I was suspecting a race condition, because as well as the rest of SSSD, the cleanup task is asynchronous. I was suspecting the following might have happened: - initgroups starts: - users are written to the cache - groups are written to the cache but not linked yet to the user objects - cleanup tasks starts - cleanup task removes the group objects because they are "empty". It shouldn't happen because the cleanup task should only remove expired entries, but IIRC Lukas saw a similar race-condition elsewhere.
If I run the test case again without restarting sssd and without cleaning up the cache, I've got no problem for next jobs (maybe until the next ldap purge. I think that this is exactly how we first encounter the problem : sometimes, some jobs were failing with a permission denied error while accessing a directory owned by one the user supplementary groups. The instrumented slurmd code showed us that the initgroups was not correctly getting the secondary groups. And the sssd backend log showed some purge activity if I remember correcty - need confirmation -)
In a previous message, you said :
I think this means the frontend (responder) either checks too soon or the back end wrote incomplete data.

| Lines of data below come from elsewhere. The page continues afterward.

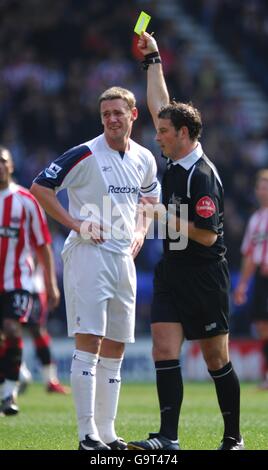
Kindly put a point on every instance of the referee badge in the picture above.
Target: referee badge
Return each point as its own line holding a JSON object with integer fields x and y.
{"x": 205, "y": 207}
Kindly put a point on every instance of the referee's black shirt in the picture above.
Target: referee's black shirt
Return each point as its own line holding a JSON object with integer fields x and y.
{"x": 194, "y": 181}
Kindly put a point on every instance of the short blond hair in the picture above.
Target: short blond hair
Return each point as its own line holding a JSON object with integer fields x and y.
{"x": 262, "y": 175}
{"x": 117, "y": 92}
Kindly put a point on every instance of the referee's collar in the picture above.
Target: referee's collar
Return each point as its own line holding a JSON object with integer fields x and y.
{"x": 190, "y": 159}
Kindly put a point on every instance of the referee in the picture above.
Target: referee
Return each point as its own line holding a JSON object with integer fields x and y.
{"x": 191, "y": 285}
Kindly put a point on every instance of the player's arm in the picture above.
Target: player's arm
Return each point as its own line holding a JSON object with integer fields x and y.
{"x": 46, "y": 259}
{"x": 143, "y": 222}
{"x": 157, "y": 93}
{"x": 48, "y": 200}
{"x": 248, "y": 268}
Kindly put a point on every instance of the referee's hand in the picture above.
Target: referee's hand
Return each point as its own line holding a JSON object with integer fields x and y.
{"x": 137, "y": 243}
{"x": 147, "y": 44}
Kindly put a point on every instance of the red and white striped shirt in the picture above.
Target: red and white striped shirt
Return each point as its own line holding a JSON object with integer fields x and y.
{"x": 22, "y": 226}
{"x": 255, "y": 242}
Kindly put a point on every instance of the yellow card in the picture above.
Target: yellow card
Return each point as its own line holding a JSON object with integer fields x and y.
{"x": 142, "y": 23}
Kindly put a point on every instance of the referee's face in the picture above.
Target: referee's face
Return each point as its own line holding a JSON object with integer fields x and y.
{"x": 171, "y": 141}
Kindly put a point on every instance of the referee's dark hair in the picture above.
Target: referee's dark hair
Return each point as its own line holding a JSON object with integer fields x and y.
{"x": 183, "y": 114}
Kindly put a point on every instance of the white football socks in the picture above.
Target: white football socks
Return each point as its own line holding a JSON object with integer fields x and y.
{"x": 83, "y": 382}
{"x": 108, "y": 380}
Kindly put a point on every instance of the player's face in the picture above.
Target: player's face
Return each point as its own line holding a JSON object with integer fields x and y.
{"x": 169, "y": 139}
{"x": 262, "y": 192}
{"x": 6, "y": 169}
{"x": 117, "y": 119}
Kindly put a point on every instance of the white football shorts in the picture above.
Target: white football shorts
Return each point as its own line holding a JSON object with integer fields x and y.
{"x": 100, "y": 292}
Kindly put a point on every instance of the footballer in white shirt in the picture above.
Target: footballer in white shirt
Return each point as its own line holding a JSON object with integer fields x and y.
{"x": 104, "y": 178}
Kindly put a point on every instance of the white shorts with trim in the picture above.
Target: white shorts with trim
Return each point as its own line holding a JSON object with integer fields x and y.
{"x": 100, "y": 292}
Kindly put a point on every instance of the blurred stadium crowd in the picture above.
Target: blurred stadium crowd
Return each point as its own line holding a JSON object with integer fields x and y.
{"x": 57, "y": 56}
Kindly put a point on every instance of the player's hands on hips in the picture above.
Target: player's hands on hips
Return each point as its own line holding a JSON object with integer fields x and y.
{"x": 240, "y": 294}
{"x": 93, "y": 231}
{"x": 147, "y": 44}
{"x": 137, "y": 243}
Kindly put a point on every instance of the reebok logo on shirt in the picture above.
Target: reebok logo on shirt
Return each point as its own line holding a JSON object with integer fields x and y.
{"x": 125, "y": 189}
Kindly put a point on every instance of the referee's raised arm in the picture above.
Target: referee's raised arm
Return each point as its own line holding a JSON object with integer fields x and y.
{"x": 157, "y": 93}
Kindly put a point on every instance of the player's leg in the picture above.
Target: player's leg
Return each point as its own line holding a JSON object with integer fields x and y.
{"x": 216, "y": 355}
{"x": 15, "y": 307}
{"x": 86, "y": 318}
{"x": 120, "y": 330}
{"x": 262, "y": 330}
{"x": 108, "y": 390}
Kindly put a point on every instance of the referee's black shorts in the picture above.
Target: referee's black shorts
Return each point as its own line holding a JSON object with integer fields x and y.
{"x": 195, "y": 296}
{"x": 259, "y": 307}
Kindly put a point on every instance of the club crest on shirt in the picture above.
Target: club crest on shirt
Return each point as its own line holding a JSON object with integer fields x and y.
{"x": 177, "y": 200}
{"x": 205, "y": 207}
{"x": 52, "y": 171}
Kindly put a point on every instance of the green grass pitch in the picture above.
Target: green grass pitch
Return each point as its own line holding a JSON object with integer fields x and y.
{"x": 47, "y": 421}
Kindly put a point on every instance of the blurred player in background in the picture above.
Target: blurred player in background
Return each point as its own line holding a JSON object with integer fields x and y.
{"x": 22, "y": 226}
{"x": 191, "y": 284}
{"x": 255, "y": 262}
{"x": 36, "y": 326}
{"x": 108, "y": 172}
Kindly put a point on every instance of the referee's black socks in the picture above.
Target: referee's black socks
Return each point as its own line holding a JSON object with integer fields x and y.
{"x": 170, "y": 394}
{"x": 228, "y": 393}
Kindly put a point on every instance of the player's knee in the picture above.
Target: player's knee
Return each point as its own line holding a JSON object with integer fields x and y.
{"x": 215, "y": 360}
{"x": 163, "y": 352}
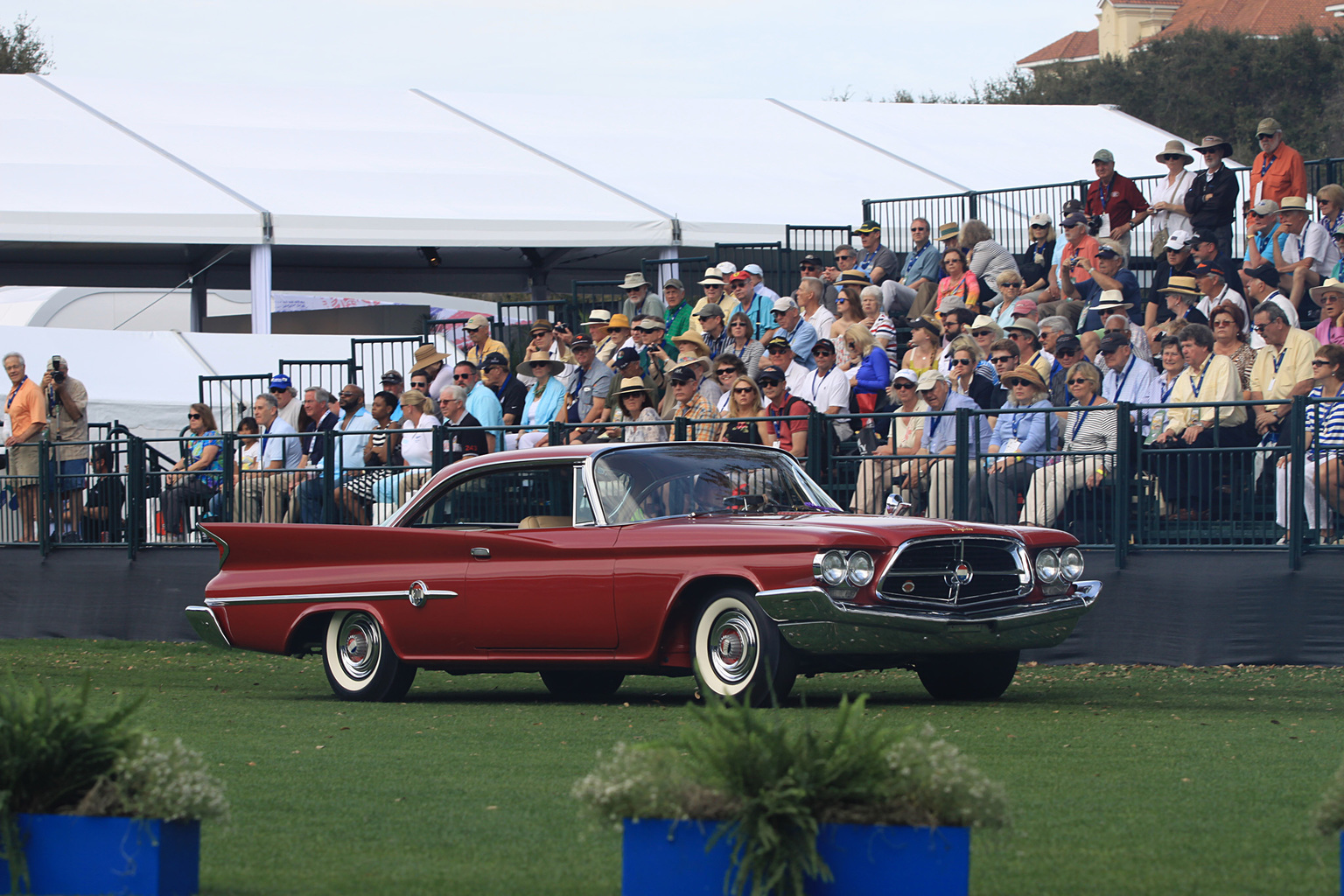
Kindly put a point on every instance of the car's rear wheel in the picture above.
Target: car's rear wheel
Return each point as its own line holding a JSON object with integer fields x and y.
{"x": 586, "y": 684}
{"x": 738, "y": 652}
{"x": 359, "y": 662}
{"x": 977, "y": 676}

We are not 100% sure that we've found the right place to look at, but each time we instrumented the code to print the number of groups, we've got the correct answer.
Maybe you could show us where to look exactly for :
- where the backend is writing the groups data to the sysdb cache
So the operation that evaluates what groups the user is a member of is called initgroups. IIRC you're using the rfc2307 (non-bis) schema, so the initgroups request that you run starts at src/providers/ldap/sdap_async_initgroups.c:385 in function sdap_initgr_rfc2307_send() and ends at sdap_initgr_rfc2307_recv()
- where the backend is signaling to the responder that the cache has been updated
The schema-specific request is the one I listed above, then returns to the generic LDAP code in ldap_common.c. The function that signals over sbus (dbus protocol used over unix socket) is at sdap_handler_done(), in particular be_req_terminate()
- where the responder is aware that he can now check the cache to get the answer
This is done in src/responder/common/responder_dp.c. The request is sent with sss_dp_get_account_send().
This code is a bit complex, because concurrent requests are just added to queue in sss_dp_issue_request() if the corresponding request is already found in rctx->dp_request_table hash table. But the first request that finishes would receive an sbus message from the provider in sss_dp_internal_get_done(). Then it would iterate over the queue of requests and mark them as done or failed.o
The callback that should be invoked by this generic NSS code is nss_cmd_getby_dp_callback().
- where the responder is actually getting the data from the sysdb cache
src/responder/nss/nsssrv_cmd.c, in particular nss_cmd_initgroups_search() and the function check_cache().